We have therefore decided to publish some of the most common questions we receive with our answers.

I am a sole trader working from home, how do I prepare for GDPR?

I work from home. I only use paper invoices, I have no employees, don’t keep a marketing mailing list and don’t offer car finance. The only personal data I hold is that which is on invoices. What do I need to do in preparation for GDPR?  

Whether you realise or not, you have already undertaken your information audit and that audit has concluded that the only personal data you hold is that which is on your invoices.  You now have to check the basis on which the processing of that data is lawful. There are 6 lawful bases under the GDPR. Keeping personal data on invoices will be covered by Article 6(b) which states:

“processing is necessary for the performance of a contract to which the data subject is party or in order to take steps at the request of the data subject prior to entering not a contract”.

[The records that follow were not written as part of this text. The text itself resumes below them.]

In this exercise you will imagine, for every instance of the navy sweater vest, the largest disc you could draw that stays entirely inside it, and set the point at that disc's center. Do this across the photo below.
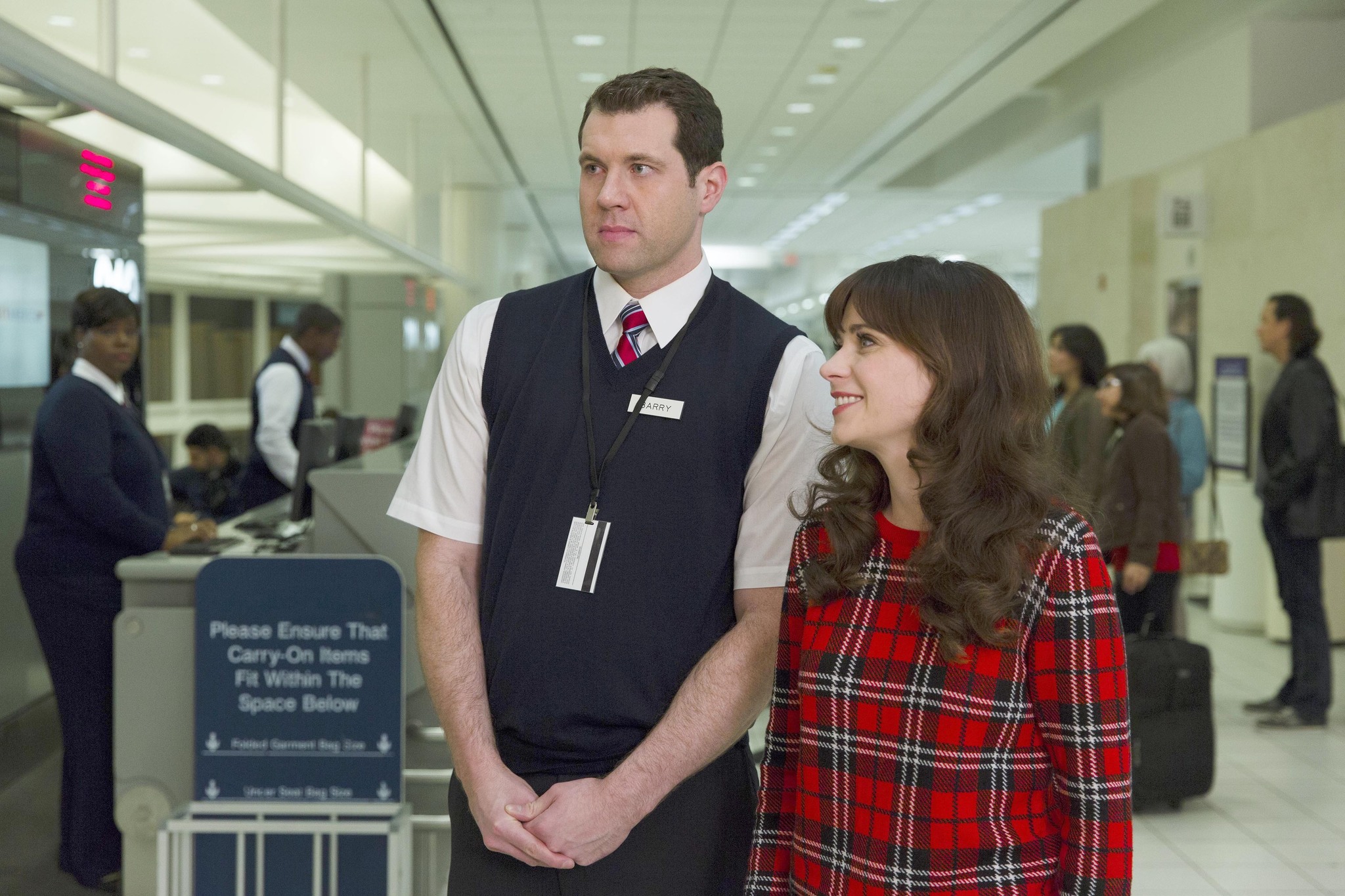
(259, 484)
(577, 680)
(97, 486)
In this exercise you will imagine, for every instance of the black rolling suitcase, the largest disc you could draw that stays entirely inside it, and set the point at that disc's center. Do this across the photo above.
(1172, 720)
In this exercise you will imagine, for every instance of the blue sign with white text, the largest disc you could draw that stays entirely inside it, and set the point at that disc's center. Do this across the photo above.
(299, 680)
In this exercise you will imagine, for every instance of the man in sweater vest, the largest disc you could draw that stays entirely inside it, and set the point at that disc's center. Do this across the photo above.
(282, 400)
(600, 486)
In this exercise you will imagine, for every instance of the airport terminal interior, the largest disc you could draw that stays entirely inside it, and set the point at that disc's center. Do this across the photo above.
(1151, 168)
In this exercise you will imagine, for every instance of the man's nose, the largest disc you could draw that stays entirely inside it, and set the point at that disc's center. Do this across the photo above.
(612, 194)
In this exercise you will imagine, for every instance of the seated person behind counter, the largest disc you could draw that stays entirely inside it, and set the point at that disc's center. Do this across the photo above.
(209, 484)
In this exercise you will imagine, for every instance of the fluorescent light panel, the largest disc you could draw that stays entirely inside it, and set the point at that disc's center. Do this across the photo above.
(951, 217)
(816, 213)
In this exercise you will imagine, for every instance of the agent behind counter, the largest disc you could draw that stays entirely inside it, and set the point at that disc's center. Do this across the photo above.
(283, 399)
(99, 494)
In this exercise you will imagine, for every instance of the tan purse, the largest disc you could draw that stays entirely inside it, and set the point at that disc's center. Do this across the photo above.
(1210, 557)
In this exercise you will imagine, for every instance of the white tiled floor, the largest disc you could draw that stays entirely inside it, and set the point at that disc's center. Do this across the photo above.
(1275, 820)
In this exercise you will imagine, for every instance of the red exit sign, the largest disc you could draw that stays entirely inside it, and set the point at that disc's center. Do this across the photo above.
(100, 179)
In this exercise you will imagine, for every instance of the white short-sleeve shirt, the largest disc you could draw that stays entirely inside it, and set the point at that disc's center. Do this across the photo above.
(444, 486)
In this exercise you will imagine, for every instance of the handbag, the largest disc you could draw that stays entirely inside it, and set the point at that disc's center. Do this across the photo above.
(1211, 555)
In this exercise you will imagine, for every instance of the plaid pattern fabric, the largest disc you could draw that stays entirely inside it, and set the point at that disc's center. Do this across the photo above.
(892, 771)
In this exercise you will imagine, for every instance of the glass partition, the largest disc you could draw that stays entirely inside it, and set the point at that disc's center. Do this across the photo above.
(221, 347)
(158, 349)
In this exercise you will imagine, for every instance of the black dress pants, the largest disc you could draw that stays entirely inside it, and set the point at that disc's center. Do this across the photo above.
(1298, 571)
(694, 844)
(73, 617)
(1156, 598)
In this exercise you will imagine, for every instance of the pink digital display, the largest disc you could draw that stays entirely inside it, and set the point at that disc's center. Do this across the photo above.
(99, 168)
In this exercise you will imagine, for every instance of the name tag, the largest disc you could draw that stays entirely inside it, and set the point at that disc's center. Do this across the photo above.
(658, 408)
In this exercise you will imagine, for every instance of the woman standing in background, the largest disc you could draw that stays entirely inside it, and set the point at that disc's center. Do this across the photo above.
(97, 495)
(1170, 359)
(1300, 436)
(1139, 516)
(1079, 431)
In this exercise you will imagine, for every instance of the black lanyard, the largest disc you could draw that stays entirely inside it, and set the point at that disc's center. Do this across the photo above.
(595, 469)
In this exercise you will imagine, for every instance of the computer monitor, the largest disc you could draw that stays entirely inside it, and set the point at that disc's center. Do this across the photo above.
(405, 422)
(317, 449)
(350, 431)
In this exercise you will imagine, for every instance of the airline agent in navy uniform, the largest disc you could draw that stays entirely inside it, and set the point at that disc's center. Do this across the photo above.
(283, 399)
(97, 495)
(598, 614)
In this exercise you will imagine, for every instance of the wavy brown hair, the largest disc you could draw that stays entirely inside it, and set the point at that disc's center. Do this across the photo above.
(979, 449)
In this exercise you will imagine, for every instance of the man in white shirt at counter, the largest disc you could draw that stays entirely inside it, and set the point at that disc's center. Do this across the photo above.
(282, 400)
(596, 719)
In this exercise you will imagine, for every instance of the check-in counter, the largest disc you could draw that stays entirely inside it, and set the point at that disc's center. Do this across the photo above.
(154, 641)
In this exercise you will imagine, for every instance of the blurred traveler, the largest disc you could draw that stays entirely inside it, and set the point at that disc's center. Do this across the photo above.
(1170, 359)
(208, 486)
(1300, 431)
(1079, 430)
(1139, 516)
(951, 658)
(596, 688)
(282, 400)
(97, 495)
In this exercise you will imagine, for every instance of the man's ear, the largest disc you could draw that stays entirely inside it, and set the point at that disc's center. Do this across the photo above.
(711, 184)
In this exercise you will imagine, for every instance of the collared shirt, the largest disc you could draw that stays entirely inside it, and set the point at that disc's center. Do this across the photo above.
(87, 371)
(118, 393)
(278, 393)
(444, 488)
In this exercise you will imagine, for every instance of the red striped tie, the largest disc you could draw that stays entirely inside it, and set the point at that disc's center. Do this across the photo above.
(632, 323)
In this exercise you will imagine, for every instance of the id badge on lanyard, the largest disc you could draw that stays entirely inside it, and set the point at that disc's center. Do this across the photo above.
(586, 540)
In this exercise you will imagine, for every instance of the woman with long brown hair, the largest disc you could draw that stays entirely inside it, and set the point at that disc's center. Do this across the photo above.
(950, 698)
(1141, 522)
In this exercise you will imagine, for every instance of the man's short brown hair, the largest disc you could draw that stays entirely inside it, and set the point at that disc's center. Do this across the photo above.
(699, 127)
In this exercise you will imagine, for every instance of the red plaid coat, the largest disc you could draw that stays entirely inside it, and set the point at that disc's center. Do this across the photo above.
(889, 770)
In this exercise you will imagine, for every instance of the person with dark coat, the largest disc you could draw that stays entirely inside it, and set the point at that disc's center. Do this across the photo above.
(1300, 438)
(1139, 513)
(97, 495)
(208, 486)
(283, 399)
(1076, 358)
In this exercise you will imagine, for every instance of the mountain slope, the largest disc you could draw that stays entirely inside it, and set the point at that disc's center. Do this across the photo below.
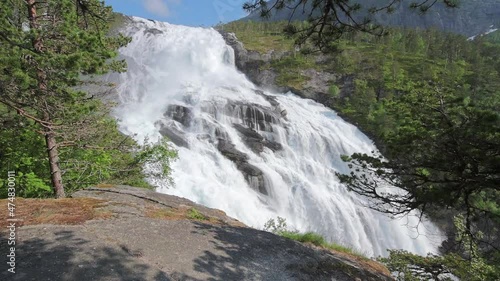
(471, 18)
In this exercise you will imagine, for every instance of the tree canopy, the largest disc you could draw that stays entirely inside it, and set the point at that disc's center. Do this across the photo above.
(57, 133)
(330, 19)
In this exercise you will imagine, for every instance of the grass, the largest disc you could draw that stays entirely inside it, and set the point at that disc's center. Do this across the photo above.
(318, 240)
(194, 214)
(260, 37)
(67, 211)
(349, 253)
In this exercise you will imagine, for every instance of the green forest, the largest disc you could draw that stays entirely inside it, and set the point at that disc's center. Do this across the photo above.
(56, 136)
(431, 102)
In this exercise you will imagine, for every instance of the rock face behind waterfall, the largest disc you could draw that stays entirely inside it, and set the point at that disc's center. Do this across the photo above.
(124, 233)
(254, 153)
(251, 117)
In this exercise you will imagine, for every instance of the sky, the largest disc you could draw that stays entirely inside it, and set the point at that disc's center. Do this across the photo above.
(184, 12)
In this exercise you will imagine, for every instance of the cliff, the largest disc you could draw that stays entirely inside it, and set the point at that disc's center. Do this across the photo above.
(125, 233)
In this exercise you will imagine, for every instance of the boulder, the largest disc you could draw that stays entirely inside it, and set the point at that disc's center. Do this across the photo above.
(252, 174)
(180, 114)
(173, 134)
(256, 141)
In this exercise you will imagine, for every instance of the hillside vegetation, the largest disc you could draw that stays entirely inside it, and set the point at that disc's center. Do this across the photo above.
(431, 101)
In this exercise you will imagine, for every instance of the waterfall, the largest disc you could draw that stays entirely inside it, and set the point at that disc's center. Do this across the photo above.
(255, 155)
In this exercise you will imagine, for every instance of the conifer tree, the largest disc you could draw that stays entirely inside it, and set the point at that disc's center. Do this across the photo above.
(45, 48)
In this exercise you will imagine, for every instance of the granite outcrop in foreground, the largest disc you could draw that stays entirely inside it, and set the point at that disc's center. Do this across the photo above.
(126, 233)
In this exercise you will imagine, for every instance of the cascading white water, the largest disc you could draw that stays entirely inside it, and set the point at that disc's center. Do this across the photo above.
(182, 82)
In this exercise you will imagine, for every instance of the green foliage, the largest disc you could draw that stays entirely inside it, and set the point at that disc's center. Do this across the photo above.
(260, 36)
(158, 156)
(411, 267)
(279, 227)
(194, 214)
(42, 97)
(431, 102)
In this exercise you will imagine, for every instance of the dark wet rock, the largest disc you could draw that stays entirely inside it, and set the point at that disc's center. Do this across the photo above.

In simple terms as you can’t sell this person a car without knowing who they are, you need that personal data to be able to enter into a contract with them and so you are fine to keep it.

Further, you need to keep those invoices to prepare your accounts for HMRC. This brings in a further lawful basis covered by Article 6 (c) which states:

“Processing is necessary for compliance with a legal obligation to which the controller is subject.”    

In simple terms you are legally required to keep accounting records for 6 years and so holding that data also meets Article 6(c) .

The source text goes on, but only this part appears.